お主はどこからが演技で、どこからが本心なのじゃ?
「秀吉君?どうかなさいましたか?」
それとも初めからお主のそれは演技なのかのう。
「済まぬ、つまらぬ事を考えておった。」
ヤツの隣を歩きながら、ワシは今までに感じてきた違和感を思い返していた。
手に触れただけでぴくりと反応する。(転入生で緊張がまだ解けていなかったとも考えられるがの)
土屋を軽く引きずることが出来る腕っ節(じゃがしかし、島田も明久をシバいておるからの……)
そして他人との関係をあまり深くしようとはしない、家に招かれてからもワシは何となく千早などとこやつのこと軽くを呼べる気がしないのは何故じゃろう?
ここまでの事柄からワシは確信したことがあったのじゃが、こうやって妃宮本人の近くにいると、それはワシの考え過ぎなような気がする。
「秀吉君?私の顔に何か付いているでしょうか?」
「ふむ、お主が汗一つ掻かずに指揮を取っているのは何故なのかと思っていただけじゃよ。
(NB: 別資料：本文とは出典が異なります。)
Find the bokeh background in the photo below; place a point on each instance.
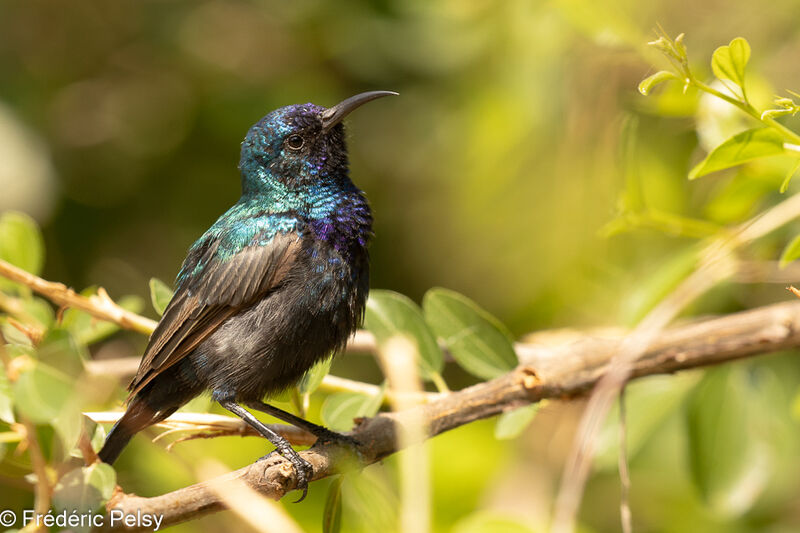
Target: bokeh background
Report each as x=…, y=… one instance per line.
x=495, y=173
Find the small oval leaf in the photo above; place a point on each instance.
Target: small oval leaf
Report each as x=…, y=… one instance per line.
x=389, y=314
x=21, y=242
x=341, y=409
x=791, y=252
x=332, y=515
x=741, y=148
x=477, y=340
x=85, y=489
x=729, y=457
x=647, y=84
x=729, y=62
x=509, y=425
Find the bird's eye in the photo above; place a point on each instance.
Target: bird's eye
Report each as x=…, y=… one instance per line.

」
そうやって飄々と自分の考えていることを誤魔化しておるワシがコヤツの事をどうこうととやかく言えた者ではないがの。
ワシの顔をじっと見つめてくる妃宮は、確かにその横顔はただの北欧美人にしか見えないのじゃし、ワシはこやつの演技から深読みしすぎたのじゃろうか、それも姉上が好きそうな方向に。
姉弟とあるだけあって実はワシにもそう言うのを考える趣味があったなど自ら認めたようで苦虫を噛みつぶしたような気分になるの。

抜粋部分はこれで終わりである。